Reputation: 331
My dataframe(m*n) has few hundreds of columns, i need to compare each column with all other columns (contingency table) and perform chisq test and save the results for each column in different variable.
Its working for one column at a time like,
s <- function(x) {
a <- table(x,data[,1])
b <- chisq.test(a)
}
c1 <- apply(data,2,s)
The results are stored in c1 for column 1, but how will I loop this over all columns and save result for each column for further analysis?
Upvotes: 1
Views: 401
Reputation: 108543
If you're sure you want to do this (I wouldn't, thinking about the multitesting problem), work with lists :
Data <- data.frame(
x=sample(letters[1:3],20,TRUE),
y=sample(letters[1:3],20,TRUE),
z=sample(letters[1:3],20,TRUE)
)
# Make a nice list of indices
ids <- combn(names(Data),2,simplify=FALSE)
# use the appropriate apply
my.results <- lapply(ids,
function(z) chisq.test(table(Data[,z]))
)
# use some paste voodoo to give the results the names of the column indices
names(my.results) <- sapply(ids,paste,collapse="-")
# select all values for y :
my.results[grep("y",names(my.results))]
Not harder than that. As I show you in the last line, you can easily get all tests for a specific column, so there is no need to make a list for each column. That just takes longer and takes more space, but gives the same information. You can write a small convenience function to extract the data you need :
extract <- function(col,l){
l[grep(col,names(l))]
}
extract("^y$",my.results)
Which makes you can even loop over different column names of your dataframe and get a list of lists returned :
lapply(names(Data),extract,my.results)
I strongly suggest you get yourself acquainted with working with lists, they're one of the most powerful and clean ways of doing things in R.
PS : Be aware that you save the whole chisq.test object in your list. If you only need the value for Chi square or the p-value, select them first.
Upvotes: 4
Reputation: 72741
Fundamentally, you have a few problems here:
You're relying heavily on global arguments rather than local ones. This makes the double usage of "data" confusing.

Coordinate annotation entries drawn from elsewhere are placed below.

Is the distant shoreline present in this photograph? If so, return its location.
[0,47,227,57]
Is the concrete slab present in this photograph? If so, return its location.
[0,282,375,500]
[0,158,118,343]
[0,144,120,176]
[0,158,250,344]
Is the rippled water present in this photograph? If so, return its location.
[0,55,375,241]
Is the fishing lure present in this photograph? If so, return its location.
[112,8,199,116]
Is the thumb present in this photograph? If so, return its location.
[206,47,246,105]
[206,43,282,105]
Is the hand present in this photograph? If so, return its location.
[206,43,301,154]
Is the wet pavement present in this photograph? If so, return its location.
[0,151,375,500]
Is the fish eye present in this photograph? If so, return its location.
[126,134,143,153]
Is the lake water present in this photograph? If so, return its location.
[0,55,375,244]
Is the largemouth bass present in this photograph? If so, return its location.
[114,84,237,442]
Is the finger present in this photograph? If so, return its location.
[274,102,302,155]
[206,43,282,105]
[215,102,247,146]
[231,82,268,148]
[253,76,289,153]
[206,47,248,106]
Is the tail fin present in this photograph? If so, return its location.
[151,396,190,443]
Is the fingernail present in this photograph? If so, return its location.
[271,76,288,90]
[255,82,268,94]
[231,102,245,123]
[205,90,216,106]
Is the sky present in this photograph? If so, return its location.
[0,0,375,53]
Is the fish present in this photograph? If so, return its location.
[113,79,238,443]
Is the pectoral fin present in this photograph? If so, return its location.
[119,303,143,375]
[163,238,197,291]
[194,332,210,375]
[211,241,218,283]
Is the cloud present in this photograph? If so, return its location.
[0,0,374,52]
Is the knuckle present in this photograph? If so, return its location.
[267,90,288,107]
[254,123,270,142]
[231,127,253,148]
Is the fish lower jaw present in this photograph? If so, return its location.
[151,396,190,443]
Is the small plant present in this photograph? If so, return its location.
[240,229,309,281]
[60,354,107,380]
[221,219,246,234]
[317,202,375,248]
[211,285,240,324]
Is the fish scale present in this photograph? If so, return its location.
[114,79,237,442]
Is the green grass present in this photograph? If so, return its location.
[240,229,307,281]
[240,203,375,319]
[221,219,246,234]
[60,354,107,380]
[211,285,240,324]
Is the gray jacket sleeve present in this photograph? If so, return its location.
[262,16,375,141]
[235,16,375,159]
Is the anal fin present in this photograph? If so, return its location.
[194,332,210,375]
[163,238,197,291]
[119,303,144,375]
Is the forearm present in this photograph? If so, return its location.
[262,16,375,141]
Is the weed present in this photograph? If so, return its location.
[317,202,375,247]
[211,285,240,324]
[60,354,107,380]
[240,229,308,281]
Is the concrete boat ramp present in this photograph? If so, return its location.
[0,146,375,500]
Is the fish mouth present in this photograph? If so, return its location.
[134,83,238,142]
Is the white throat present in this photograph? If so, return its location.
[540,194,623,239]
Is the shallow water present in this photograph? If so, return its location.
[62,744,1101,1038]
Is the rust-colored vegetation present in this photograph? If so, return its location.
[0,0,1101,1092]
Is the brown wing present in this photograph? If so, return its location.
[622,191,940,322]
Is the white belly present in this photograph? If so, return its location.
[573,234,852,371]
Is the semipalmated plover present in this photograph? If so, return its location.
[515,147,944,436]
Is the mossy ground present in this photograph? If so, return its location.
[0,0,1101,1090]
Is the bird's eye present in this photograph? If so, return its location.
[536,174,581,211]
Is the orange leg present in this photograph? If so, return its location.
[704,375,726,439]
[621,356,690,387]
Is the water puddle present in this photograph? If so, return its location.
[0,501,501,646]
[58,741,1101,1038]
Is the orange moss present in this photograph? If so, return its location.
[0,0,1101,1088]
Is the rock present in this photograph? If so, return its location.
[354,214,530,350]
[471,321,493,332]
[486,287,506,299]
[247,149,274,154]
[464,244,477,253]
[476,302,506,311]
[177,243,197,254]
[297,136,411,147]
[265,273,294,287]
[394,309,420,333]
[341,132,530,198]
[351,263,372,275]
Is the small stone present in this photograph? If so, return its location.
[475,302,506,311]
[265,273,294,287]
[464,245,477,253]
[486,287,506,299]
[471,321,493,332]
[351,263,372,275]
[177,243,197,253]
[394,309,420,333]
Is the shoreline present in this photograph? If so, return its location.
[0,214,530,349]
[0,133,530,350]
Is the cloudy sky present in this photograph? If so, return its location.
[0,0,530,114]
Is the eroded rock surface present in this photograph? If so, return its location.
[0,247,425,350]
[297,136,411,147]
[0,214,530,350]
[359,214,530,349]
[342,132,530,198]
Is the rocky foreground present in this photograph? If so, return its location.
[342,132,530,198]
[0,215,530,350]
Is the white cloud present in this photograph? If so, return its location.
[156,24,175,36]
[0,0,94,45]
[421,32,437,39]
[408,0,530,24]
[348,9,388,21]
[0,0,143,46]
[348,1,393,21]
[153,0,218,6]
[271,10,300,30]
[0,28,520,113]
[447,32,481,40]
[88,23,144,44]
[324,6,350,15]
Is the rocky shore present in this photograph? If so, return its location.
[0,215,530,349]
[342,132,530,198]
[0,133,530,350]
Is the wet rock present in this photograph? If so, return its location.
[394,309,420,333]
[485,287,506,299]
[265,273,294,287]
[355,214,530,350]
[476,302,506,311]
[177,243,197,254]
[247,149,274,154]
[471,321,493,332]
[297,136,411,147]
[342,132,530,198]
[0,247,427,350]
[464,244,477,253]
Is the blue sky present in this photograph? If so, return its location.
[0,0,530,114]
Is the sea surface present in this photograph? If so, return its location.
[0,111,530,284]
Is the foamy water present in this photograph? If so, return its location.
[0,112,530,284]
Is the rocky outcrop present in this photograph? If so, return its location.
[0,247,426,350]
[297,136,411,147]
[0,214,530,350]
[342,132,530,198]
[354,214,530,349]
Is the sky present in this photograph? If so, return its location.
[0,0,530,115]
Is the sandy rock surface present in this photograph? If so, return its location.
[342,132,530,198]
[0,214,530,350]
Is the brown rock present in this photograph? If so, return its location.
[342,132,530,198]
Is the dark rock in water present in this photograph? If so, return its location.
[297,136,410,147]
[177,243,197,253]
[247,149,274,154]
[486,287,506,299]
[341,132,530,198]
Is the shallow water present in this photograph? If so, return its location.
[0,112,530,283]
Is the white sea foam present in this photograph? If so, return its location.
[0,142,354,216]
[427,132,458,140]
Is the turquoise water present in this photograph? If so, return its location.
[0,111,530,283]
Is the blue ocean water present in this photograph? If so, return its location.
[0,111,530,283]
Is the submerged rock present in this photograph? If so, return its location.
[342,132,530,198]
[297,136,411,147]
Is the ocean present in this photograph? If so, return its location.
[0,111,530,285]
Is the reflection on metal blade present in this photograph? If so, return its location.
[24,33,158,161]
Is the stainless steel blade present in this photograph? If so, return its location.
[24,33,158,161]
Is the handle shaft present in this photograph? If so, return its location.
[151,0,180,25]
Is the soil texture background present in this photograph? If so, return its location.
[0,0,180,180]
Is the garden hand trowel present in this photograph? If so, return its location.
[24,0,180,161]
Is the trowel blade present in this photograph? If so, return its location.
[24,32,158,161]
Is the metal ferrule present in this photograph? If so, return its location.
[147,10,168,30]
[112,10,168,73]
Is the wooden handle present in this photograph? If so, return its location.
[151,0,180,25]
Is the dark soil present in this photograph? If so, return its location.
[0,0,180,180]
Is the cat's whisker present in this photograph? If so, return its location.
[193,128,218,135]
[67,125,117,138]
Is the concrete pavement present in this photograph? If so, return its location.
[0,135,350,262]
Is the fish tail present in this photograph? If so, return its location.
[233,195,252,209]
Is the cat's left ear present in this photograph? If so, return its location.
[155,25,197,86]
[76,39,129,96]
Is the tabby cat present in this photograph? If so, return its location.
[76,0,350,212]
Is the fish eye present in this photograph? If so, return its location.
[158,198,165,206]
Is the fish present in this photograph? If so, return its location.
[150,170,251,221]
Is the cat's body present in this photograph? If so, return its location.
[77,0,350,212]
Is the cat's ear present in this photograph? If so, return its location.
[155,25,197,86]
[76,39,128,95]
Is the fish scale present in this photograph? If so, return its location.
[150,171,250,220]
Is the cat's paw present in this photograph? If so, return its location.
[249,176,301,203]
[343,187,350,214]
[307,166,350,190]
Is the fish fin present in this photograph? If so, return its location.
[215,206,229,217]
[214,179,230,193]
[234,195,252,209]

Similarly, you rely on a hard-coded value (column 1) instead of passing it as an argument to the function.
You're not extracting the one value you need from the chisq.test(). This means your result gets returned as a list.
You didn't provide some example data. So here's some:
m <- 10 n <- 4 mytable <- matrix(runif(m*n),nrow=m,ncol=n)
Once you fix the above problems, simply run a loop over various columns (since you've now avoided hard-coding the column) and store the result.
Upvotes: 4